Ein Lösungsmodell bietet Gauck auch an: "Wir brauchen eine weitere innere Vereinheitlichung." Während in Großbritannien seit Monaten über den Austritt aus der EU diskutiert wird und auch skandinavische sowie mittel- und osteuropäische Staaten von Schweden bis Tschechien die weitere Integration skeptisch sehen, geht Deutschlands Präsident den gegenteiligen Weg. Er fordert nicht nur eine gemeinsame Finanz- und Wirtschaftspolitik, welche die "Konstruktionsfehler" des Euro aufheben soll, sondern die Vereinheitlichung der Außen-, Sicherheits- und Verteidigungspolitik sowie ökologische, gesellschaftspolitische - beispielsweise im Bereich Migration - und demografische Konzepte.

Idealist als Pragmatiker

Pragmatisch begründet der Idealist Gauck die engere Zusammenarbeit: Angesichts der Globalisierung und des rasanten Aufstiegs der Schwellenländer "kann sich im besten Fall ein vereintes Europa als Global Player behaupten". Unausgesprochen stellt Gauck den Chefs in den Regierungskanzleien die Rute ins Fenster. Entweder ihr arbeitet endlich zusammen, oder wir versinken in der Bedeutungslosigkeit. Ohne Einfluss verliert Europa nämlich, worum es Joachim Gauck im Kern geht: Freiheit und Verantwortung. Nur ein starkes Europa könne "weltweit für unsere Werte Freiheit, Menschenwürde und Solidarität eintreten", appelliert der frühere Beauftragte für die Aufarbeitung der Stasi-Unterlagen.

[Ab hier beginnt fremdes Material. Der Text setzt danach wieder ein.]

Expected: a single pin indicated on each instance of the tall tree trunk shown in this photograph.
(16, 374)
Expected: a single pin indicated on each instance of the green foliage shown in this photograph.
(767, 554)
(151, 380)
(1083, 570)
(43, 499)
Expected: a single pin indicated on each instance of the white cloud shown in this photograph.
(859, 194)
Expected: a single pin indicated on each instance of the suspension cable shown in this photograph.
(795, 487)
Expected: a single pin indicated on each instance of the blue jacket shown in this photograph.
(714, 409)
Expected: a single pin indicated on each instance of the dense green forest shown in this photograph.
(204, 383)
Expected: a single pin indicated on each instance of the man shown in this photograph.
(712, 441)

Doch wofür steht Europa? Ausführlich widmet sich Gauck einer angeblich spezifisch europäischen Identität. Er sieht einen "zeitlosen Wertekanon für Frieden und Freiheit, für Demokratie und Rechtsstaatlichkeit, für Gleichheit, Menschenrechte und Solidarität", gespeist aus der "griechischen Antike über die römische Reichsidee und das römische Recht bis hin zu den prägenden christlich-jüdischen Glaubenstraditionen". Gaucks Interpretationen erinnern an dieser Stelle an jene christdemokratischer Politiker anlässlich der gescheiterten EU-Verfassung 2002/03 - mit jener Ausnahme, dass Muslime nun als "selbstverständlicher Teil des europäischen Miteinanders" bezeichnet werden.

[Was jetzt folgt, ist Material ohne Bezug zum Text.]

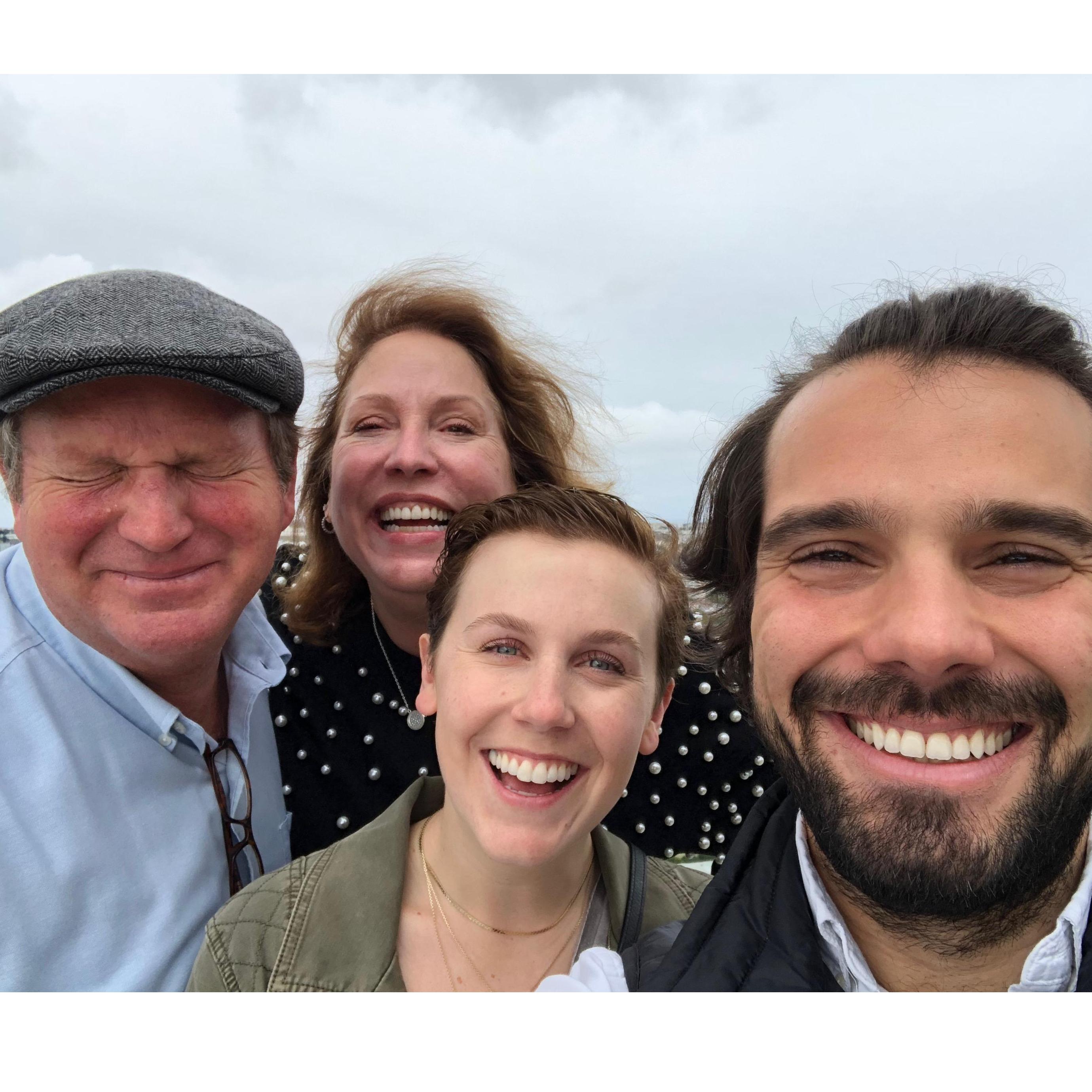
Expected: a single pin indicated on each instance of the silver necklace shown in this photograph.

Ost-Perspektive eingebracht

Bemerkenswert ist Gaucks Ansage, "in Europa fehlt eine große identitätsstiftende Erzählung", etwa ein Gründungsmythos nach Art einer Entscheidungsschlacht. Damit rückt Deutschlands Präsident vom bislang prägenden Bild der EU, die aus den Trümmern des Zweiten Weltkrieges entstanden ist und zur Versöhnung der Erzfeinde Frankreich und Deutschland geführt hat, als gesamteuropäische Metapher ab. Gauck, der nicht aus der DDR geflohen war, zeigt auf, dass Europa lange nur ein Konzept aus der Perspektive des Westens gewesen ist. Für die mittel- und osteuropäischen Staaten, die erst nach dem Fall des "Eisernen Vorhangs" ihre Freiheit erlangten, kann 1945 nicht der entscheidende positive Bezugspunkt zu Europa sein.

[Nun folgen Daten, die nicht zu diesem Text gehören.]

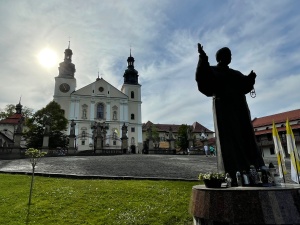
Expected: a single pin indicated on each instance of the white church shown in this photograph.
(103, 103)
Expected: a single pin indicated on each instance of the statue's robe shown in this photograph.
(236, 144)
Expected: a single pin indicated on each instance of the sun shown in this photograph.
(47, 58)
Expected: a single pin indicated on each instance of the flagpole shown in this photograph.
(296, 163)
(281, 167)
(292, 143)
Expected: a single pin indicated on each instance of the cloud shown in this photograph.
(163, 37)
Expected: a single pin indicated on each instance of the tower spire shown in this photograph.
(69, 42)
(130, 75)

In seiner Rede setzt Gauck gleich mehrere Botschaften an das deutsche und europäische Publikum ab. Er beschwichtigt jene, die vor einer deutschen Vormachtstellung warnen - Ziel sei kein deutsches Europa, sondern ein europäisches Deutschland - und kritisiert jene deutschen Politiker, die "wenig Empathie für die Situation der anderen aufgebracht haben" - ohne Griechenland explizit zu nennen. An die Briten appelliert Gauck, Teil der EU zu bleiben. Auch empfiehlt er Englisch als Verkehrssprache unter den Europäern, die eine gesamteuropäische Öffentlichkeit nach Vorbild des deutsch-französischen TV-Senders Arte schaffen sollen. Und Gauck wäre nicht Gauck, würde er nicht die Bürger in die Pflicht nehmen: "Sei nicht gleichgültig! Sei nicht bequem! Erkenne Deine Gestaltungskraft!", ruft er den 200 Gästen in Schloss Bellevue zu.

Minderheitenprogramm

Das größte Problem seiner Rede spricht Gauck selbst an: die fehlenden Umsetzungsmöglichkeiten. Denn "ohne die Zustimmung der Bürger könnte keine europäische Nation, kann kein europäischer Staat wachsen". Gauck hat eine Perspektive aufgezeigt, die von der politischen Elite akklamiert wird, aber innerhalb der Gesamtbevölkerung bloß ein Minderheitenprogramm ist.